How do engineers discuss distributed locks and their failure modes?
A distributed lock coordinates exclusive access to a shared resource across multiple processes or nodes. Engineers implement them using systems like Redis (Redlock algorithm) or ZooKeeper and discuss failure modes such as "lock expiry during a slow process leading to two holders simultaneously" or "a network partition causing a holder to be unable to renew its lease". The vocabulary includes "fencing tokens" — monotonically increasing numbers used to detect and reject stale lock holders.
What is two-phase commit (2PC) and what are its limitations?
Two-phase commit is a distributed transaction protocol where a coordinator first asks all participants to prepare (vote to commit or abort), then instructs all to commit or abort based on the votes. Engineers describe its key limitation as the "blocking problem" — if the coordinator fails after the prepare phase but before sending the commit decision, participants are left holding locks indefinitely, unable to progress without manual intervention or a timeout.
What does "quorum" mean in distributed consensus and how is it calculated?
A quorum is the minimum number of nodes that must agree for a distributed operation to succeed, typically a simple majority (floor(n/2) + 1 nodes in a cluster of n). Engineers use it to ensure that any two quorums overlap by at least one node, guaranteeing that a committed decision is visible to any subsequent quorum read. They describe systems as "requiring quorum writes" to prevent data loss during node failures.
How do engineers explain Lamport timestamps and vector clocks?
Lamport timestamps assign a logical counter to each event, incremented on send and set to max(local, received)+1 on receipt, providing a partial ordering of events across nodes. Vector clocks extend this to a vector of counters (one per node), enabling detection of concurrent events and causal relationships. Engineers say two events are "causally related" if one vector clock dominates the other, and "concurrent" if neither dominates.
What is the PACELC theorem and how does it extend CAP?
PACELC extends the CAP theorem to address the latency/consistency trade-off that exists even when there is no partition. It states that during a Partition (P), a system chooses between Availability and Consistency (AC); Else (E), even without a partition, a system must choose between Latency and Consistency (LC). Engineers use PACELC to have more nuanced discussions about system behaviour under normal operating conditions, not just failure scenarios.

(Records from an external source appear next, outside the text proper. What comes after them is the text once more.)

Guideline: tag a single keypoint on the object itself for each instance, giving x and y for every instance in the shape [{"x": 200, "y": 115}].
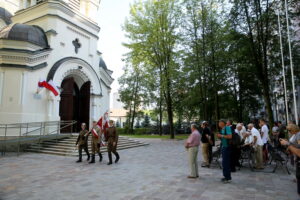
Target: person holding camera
[
  {"x": 257, "y": 144},
  {"x": 292, "y": 145}
]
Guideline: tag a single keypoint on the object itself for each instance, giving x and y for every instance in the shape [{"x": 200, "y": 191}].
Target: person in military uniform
[
  {"x": 82, "y": 142},
  {"x": 112, "y": 141},
  {"x": 96, "y": 141}
]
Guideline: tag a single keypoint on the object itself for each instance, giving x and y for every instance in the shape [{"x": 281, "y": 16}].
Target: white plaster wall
[
  {"x": 10, "y": 5},
  {"x": 19, "y": 102}
]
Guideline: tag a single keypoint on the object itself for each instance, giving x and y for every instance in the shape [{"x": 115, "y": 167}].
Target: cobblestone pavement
[{"x": 157, "y": 171}]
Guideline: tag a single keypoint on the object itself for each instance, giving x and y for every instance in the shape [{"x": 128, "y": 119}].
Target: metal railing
[{"x": 15, "y": 136}]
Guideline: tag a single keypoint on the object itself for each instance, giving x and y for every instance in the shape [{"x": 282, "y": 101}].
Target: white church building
[{"x": 51, "y": 40}]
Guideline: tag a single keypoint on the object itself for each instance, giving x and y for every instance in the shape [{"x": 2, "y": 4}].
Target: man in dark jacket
[
  {"x": 82, "y": 142},
  {"x": 112, "y": 138}
]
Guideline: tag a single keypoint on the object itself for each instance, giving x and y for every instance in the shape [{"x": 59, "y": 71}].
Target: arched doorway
[{"x": 74, "y": 103}]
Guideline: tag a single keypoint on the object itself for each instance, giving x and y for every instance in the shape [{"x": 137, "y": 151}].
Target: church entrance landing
[{"x": 74, "y": 103}]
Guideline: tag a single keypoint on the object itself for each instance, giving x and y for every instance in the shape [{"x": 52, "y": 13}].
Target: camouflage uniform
[
  {"x": 111, "y": 138},
  {"x": 82, "y": 144},
  {"x": 95, "y": 142}
]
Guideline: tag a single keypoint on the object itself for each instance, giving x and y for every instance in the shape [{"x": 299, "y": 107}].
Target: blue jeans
[{"x": 226, "y": 162}]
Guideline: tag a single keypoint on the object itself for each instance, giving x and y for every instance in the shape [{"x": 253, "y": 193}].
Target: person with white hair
[
  {"x": 192, "y": 145},
  {"x": 205, "y": 140},
  {"x": 257, "y": 145},
  {"x": 240, "y": 130}
]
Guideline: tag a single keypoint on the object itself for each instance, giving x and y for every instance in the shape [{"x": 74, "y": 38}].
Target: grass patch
[{"x": 165, "y": 137}]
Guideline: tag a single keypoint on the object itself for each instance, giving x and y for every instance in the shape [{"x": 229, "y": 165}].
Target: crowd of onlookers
[{"x": 259, "y": 137}]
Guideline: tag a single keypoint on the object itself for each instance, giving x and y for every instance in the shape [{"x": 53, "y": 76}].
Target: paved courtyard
[{"x": 157, "y": 171}]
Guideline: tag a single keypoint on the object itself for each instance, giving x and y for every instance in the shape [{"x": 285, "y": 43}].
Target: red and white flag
[
  {"x": 50, "y": 86},
  {"x": 94, "y": 132},
  {"x": 99, "y": 123},
  {"x": 105, "y": 124}
]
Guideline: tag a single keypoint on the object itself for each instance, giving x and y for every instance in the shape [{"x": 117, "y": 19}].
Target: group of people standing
[
  {"x": 109, "y": 135},
  {"x": 233, "y": 138}
]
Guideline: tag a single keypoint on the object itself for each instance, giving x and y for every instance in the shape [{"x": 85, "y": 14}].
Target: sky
[{"x": 112, "y": 14}]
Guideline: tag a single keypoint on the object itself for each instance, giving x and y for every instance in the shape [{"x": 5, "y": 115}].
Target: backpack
[{"x": 235, "y": 140}]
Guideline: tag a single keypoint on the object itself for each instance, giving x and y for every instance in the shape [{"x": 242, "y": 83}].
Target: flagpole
[
  {"x": 283, "y": 68},
  {"x": 291, "y": 61}
]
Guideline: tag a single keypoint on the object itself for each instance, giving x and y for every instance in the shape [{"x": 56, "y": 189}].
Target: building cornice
[
  {"x": 35, "y": 67},
  {"x": 64, "y": 8}
]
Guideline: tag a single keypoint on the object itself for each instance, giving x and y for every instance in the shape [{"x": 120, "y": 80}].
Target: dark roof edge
[
  {"x": 39, "y": 66},
  {"x": 26, "y": 51}
]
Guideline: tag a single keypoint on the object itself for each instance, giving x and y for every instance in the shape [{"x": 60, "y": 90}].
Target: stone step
[
  {"x": 61, "y": 143},
  {"x": 74, "y": 141},
  {"x": 66, "y": 146},
  {"x": 62, "y": 148},
  {"x": 73, "y": 153}
]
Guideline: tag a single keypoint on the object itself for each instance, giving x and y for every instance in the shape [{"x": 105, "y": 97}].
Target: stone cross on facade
[{"x": 76, "y": 44}]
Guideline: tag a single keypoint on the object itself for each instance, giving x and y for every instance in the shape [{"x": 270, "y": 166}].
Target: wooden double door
[{"x": 74, "y": 104}]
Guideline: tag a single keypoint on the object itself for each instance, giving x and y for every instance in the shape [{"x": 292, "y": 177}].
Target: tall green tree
[{"x": 152, "y": 33}]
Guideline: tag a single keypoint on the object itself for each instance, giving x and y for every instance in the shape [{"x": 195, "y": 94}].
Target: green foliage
[
  {"x": 146, "y": 122},
  {"x": 204, "y": 60}
]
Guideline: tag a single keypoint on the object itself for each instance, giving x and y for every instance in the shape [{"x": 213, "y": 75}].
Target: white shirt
[
  {"x": 240, "y": 133},
  {"x": 265, "y": 133},
  {"x": 249, "y": 139},
  {"x": 256, "y": 133}
]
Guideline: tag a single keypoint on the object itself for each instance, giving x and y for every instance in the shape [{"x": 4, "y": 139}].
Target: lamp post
[
  {"x": 283, "y": 69},
  {"x": 291, "y": 61}
]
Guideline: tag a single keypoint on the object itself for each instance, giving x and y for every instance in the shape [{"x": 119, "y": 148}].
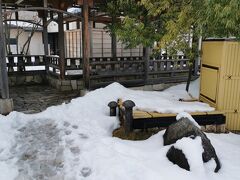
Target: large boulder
[{"x": 186, "y": 128}]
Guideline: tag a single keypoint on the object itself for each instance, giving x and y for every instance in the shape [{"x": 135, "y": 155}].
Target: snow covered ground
[{"x": 74, "y": 142}]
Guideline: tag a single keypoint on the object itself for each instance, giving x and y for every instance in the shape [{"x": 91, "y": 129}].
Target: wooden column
[
  {"x": 45, "y": 32},
  {"x": 146, "y": 57},
  {"x": 3, "y": 66},
  {"x": 67, "y": 25},
  {"x": 86, "y": 44},
  {"x": 114, "y": 41},
  {"x": 61, "y": 46}
]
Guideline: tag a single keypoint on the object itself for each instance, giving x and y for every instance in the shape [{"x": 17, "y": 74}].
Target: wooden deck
[
  {"x": 135, "y": 119},
  {"x": 143, "y": 119}
]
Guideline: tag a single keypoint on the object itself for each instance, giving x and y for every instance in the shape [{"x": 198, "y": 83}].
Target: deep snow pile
[{"x": 73, "y": 141}]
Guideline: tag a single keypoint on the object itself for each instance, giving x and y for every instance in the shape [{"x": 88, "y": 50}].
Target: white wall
[{"x": 36, "y": 45}]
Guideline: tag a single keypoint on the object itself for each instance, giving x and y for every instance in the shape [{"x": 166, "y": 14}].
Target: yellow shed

How do engineers discuss consistency levels in distributed databases like Cassandra?
Distributed databases like Apache Cassandra allow per-query consistency levels that trade latency against staleness guarantees. Engineers use terms like QUORUM (majority of replicas must respond), ONE (any single replica), and ALL (all replicas must respond) to describe the read/write consistency level. A common pattern is "write at QUORUM, read at QUORUM" to ensure that at least one replica in every read/write pair overlaps, achieving strong consistency without requiring ALL.